The parties agreed that Mr. Elder was a contractor rather than an employee, but disagreed on whether he was a dependent contractor, as Mr. Elder alleged, or an independent contractor, as Sotheby’s alleged. The Court ultimately found that this issue did not need to be determined, as his damages were the same in either case.
The contract between the parties contained a termination clause which allowed either party to terminate the contract “at any time with written notice to the other party”. Sotheby’s relied upon this clause to argue that it was entitled to terminate the contract without any advance notice. The Court disagreed, and found that the termination clause required Sotheby’s to provide advance notice, which in this case was the period of time remaining on the one-year term.
Six days after being dismissed from Sotheby’s, Mr. Elder obtained a new position with Engel & Volkers as a real estate agent, but argued that his earnings at his new position were less than what his earnings would have been with Sotheby for the 11 months following his dismissal.

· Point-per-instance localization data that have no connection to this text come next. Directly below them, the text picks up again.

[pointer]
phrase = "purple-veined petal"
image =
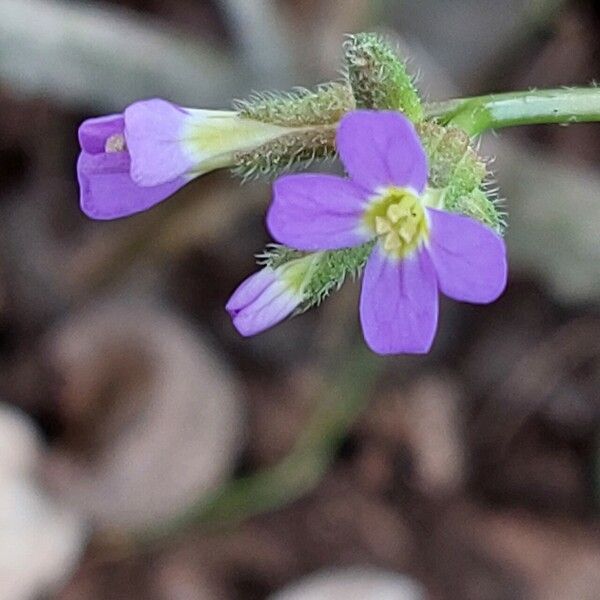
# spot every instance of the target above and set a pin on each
(261, 301)
(93, 133)
(153, 131)
(317, 212)
(107, 191)
(469, 258)
(381, 149)
(399, 303)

The Law on Fixed Term Contracts
The law is clear that when a fixed term contract is terminated, the terminating party owes the non-terminating party damages equal to the amount that would have been earned under the contract for the duration of its term, unless there is a valid termination clause. The question of whether the non-terminating party has a duty to mitigate their damages will depend on whether that party was an employee or an independent contractor.
Employee-Employer Relationship
In the case of an employment relationship that is subject to a fixed term contract, the employee will not have any duty to mitigate their damages by seeking replacement employment during the remainder of the fixed term. Similarly, any income earned during the fixed term would not be deducted from the damages payable to the employee. This principle was held by the Ontario Court of Appeal in Bowes v. Goss Power Products Ltd. and Howard v. Benson Group Inc.

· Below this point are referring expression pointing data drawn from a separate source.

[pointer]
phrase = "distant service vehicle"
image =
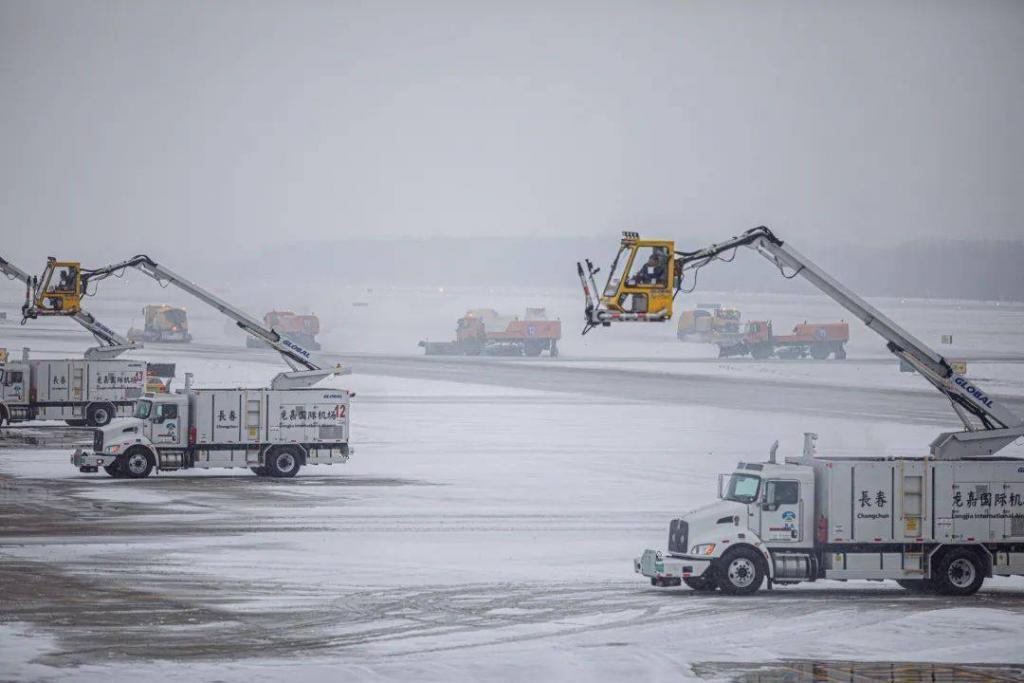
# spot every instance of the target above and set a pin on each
(273, 432)
(302, 329)
(710, 324)
(817, 340)
(483, 331)
(163, 324)
(79, 391)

Independent Contractor Relationship
However, in the 2023 Court of Appeal decision of Monterosso v. Metro Freightliner Hamilton Inc., the Court clarified that the above principle does not apply in the case of an independent contractor relationship. An independent contractor who is subject to a fixed-contract will have a duty to mitigate their damages, and all income they receive during the notice period will be deducted from the damages payable to them.
The Court’s Decision
In applying the above case law, the Court in Elder v. Max Wright Real Estate determined that Mr. Elder was entitled to damages equal to what he would have earned during the 11 months remaining on the fixed term of the contract, but that such damages must be reduced by the amount Mr. Elder received from Engel & Volkers in the same period.
Calculating such damages was somewhat challenging for the Court. Pay in lieu of notice is far easier to calculate for a salaried employee, but is more difficult for a commission-based role like Mr. Elder’s. The Court was required to determine how much Mr. Elder would have earned in the next 11 months, which can be different from how much he earned in the previous 12 months.
Each side proposed a different formula for making the calculation. Ultimately, the Court started with Mr. Elder’s average monthly earnings, and reduced this by 45% based on evidence that the real estate market had declined during that period, and that Mr. Elder’s earnings would have suffered a corresponding reduction. From that amount, the Court deducted Mr. Elder’s actual earnings from Engel & Volkers during the 11-month period, resulting in total damages of $21,034.01. In addition, the Court awarded Mr. Elder legal costs of $25,000.00, being more than the amount awarded to him as damages. While it is fairly common to use a two or three year average of earnings, it is open to either party to submit evidence of what the actual earnings would have been during the notice period.
Conclusion
Whether you are an employer or an employee, this case demonstrates the need to seek legal advice when entering into a contract and when a contract is terminated. Even if the relationship is that of an independent contractor, and even if there is a termination clause that purports to limit the required notice period, the company may face liability that it did not expect.